While the benchmark indices are trading in the positive terrain after the GST 2.0 announcements, sectoral indices are showcasing similar trends, with Nifty FMCG rallying by 1.7%, right after Nifty Auto, which is up by 1.74%.
Leading the pack is Britannia Industries, which is up by 4.65%, bringing its share price to Rs 6,181. It reached an intraday high of Rs 6,336, and its market capitalisation stands at Rs 1.47 lakh crore. In the last five days, it has recorded an upside of 5.59%, and 7.15% in the past month.
Right behind are Colgate Palmolive and Emami, rising by 4.08% each, with shares priced at Rs 2475 and Rs 615 apiece, respectively.
The bigger laggards that are pulling the FMCG index down are Godrej Consumer Products and Tata Consumer Products, each dipping by 1.68% and 1.35% respectively.
From the Nifty 50 pack, FMCG companies such as Nestle India, Hindustan Unilever and ITC too are trading in the green. Nestle India is trading above 2.50% at Rs 1224, while Britannia is up by 1% at Rs 2692 apiece.
ITC, which makes most of its profit from cigarette sales, is seeing its share price increase by 1.57%, to Rs 418. This could be attributed to the Finance Minister Nirmala Sitharaman announcing till the time loans taken for compensating the states during the COVID-19 pandemic do not get repaid, items like tobacco-related products will continue to be under 28%. After that, they will shift to 40%.
Companies that make aerated and carbonated beverages, caffeinated and other non-alcoholic drinks would be negatively impacted, as these items have been moved to the new 40% tax slabs. United Spirits was trading lower by 0.78%, Varun Beverages fell by 0.24%, while Globus Spirits recorded a steeper fall of 1.68%.
As per a JM Financial Institutional Securities report, the impact of lower GST rates on consumer demand or the profitability of companies will depend on the extent of pass-through by companies. “We expect stocks in all the large beneficiary segments to react positively to this development,” the report stated.

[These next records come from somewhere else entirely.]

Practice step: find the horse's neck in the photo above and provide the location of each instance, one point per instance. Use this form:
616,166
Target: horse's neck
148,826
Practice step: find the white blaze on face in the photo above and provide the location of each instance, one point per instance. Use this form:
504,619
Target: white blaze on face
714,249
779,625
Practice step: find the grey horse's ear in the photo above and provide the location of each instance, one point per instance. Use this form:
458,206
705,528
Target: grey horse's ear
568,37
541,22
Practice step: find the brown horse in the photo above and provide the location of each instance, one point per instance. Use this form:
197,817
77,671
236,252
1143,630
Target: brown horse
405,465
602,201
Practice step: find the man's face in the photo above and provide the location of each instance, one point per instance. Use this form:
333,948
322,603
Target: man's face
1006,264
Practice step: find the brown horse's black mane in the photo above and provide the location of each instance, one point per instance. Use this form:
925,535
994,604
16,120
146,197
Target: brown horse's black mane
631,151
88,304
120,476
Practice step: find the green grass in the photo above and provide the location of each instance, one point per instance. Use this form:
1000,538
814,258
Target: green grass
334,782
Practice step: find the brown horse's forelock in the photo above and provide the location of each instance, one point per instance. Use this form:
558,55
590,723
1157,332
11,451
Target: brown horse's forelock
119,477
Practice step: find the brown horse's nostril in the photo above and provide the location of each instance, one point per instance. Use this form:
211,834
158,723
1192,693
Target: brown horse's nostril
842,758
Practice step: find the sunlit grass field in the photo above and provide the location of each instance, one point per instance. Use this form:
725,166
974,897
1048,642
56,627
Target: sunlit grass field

“By cutting rates across a wide spectrum—from everyday essentials and insurance products to big-ticket purchases like automobiles and home appliances—the reforms touch virtually every corner of household consumption. This move not only leaves more disposable income in the hands of consumers but also sets the stage for a broad-based boost to demand," said Mr. Pranab Uniyal, Head - HDFC Tru, HDFC Securities.
According to Uniyal, as these indirect taxes are inherently regressive, which take a larger share of income from the poor and middle class, these reductions deliver disproportionate benefits to these segments, enhancing affordability and strengthening consumption-led growth.